In order to assess the statistical power and Type-I error control of GLANET, we designed data-driven computational experiments using large collections of ENCODE ChIP-seq and RNA-seq data. These experiments indicated that while GLANET enrichment test often performs conservatively in terms of Type-I error, it has high statistical power.

GLANET can be run using its GUI or on command line.

GLANET Flowchart

GLANET Flowchart

GLANET Features

  • Users can query SNPs or varying length genomic intervals for annotation and/or enrichment analysis. GLANET supports commonly used input formats such as BED, GFF3, 0-based or 1-based coordinates, and reference SNP (RS) IDs for SNPs.
  • GLANET implements a null model that accounts for systematic biases such as mappability and GC content inherent to NGS in order to evaluate whether the input intervals overlap significantly with the genomic elements in the GLANET annotation library.
  • GLANET’s sampling-based enrichment analysis also accounts for given interval’s length and the chromosome it is located on in addition to the systematic biases such as mappability and GC content.
  • GLANET interprets gene sets in three different ways which are exon-based, regulation-based and all-based manner.

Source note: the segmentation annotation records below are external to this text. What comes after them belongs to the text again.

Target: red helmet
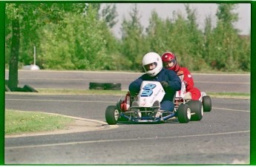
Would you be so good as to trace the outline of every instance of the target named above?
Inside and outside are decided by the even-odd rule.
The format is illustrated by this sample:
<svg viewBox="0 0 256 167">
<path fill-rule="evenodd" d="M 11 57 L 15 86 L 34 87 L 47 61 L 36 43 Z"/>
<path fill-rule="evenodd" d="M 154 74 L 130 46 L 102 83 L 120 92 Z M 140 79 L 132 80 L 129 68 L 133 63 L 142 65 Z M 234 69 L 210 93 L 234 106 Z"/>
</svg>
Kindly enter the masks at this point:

Exon-based gene set takes exons of genes, regulation-based takes introns, upstream and downstream proximal regions of genes and lastly all-based takes all the defined regions in exon-based and regulation-based, plus upstream and downstream distal regions of genes of each gene set into account.
  • GLANET enables user to load user defined gene sets and/or user defined library and to expand annotation library.
  • GLANET provides Regulatory Sequence Analysis using RSAT’s matrix scan web service for all of the annotated TFs when the input consists of SNPs only.
  • GLANET has assessed its Type-I error and power by designed data-driven computational experiments on two cell lines, GM12878 and K562, which showed that it has a well-controlled Type-I error rate and high statistical power.

GLANET Output

After a successful GLANET execution

  • Annotation results can be found under

    ~path/to/GLANET Folder/Output/givenJobName/Annotation/
  • Enrichment results can be found under

    ~path/to/GLANET Folder/Output/givenJobName/Enrichment/
  • Regulatory Sequence Analysis results can be found under

    ~path/to/GLANET Folder/Output/givenJobName/RegulatorySequenceAnalysis/
  • GLANET log file (GLANET.log) can be found under the same directory where GLANET.jar is located. If you are running GLANET from the source code, GLANET log file will be created under Glanet project directory.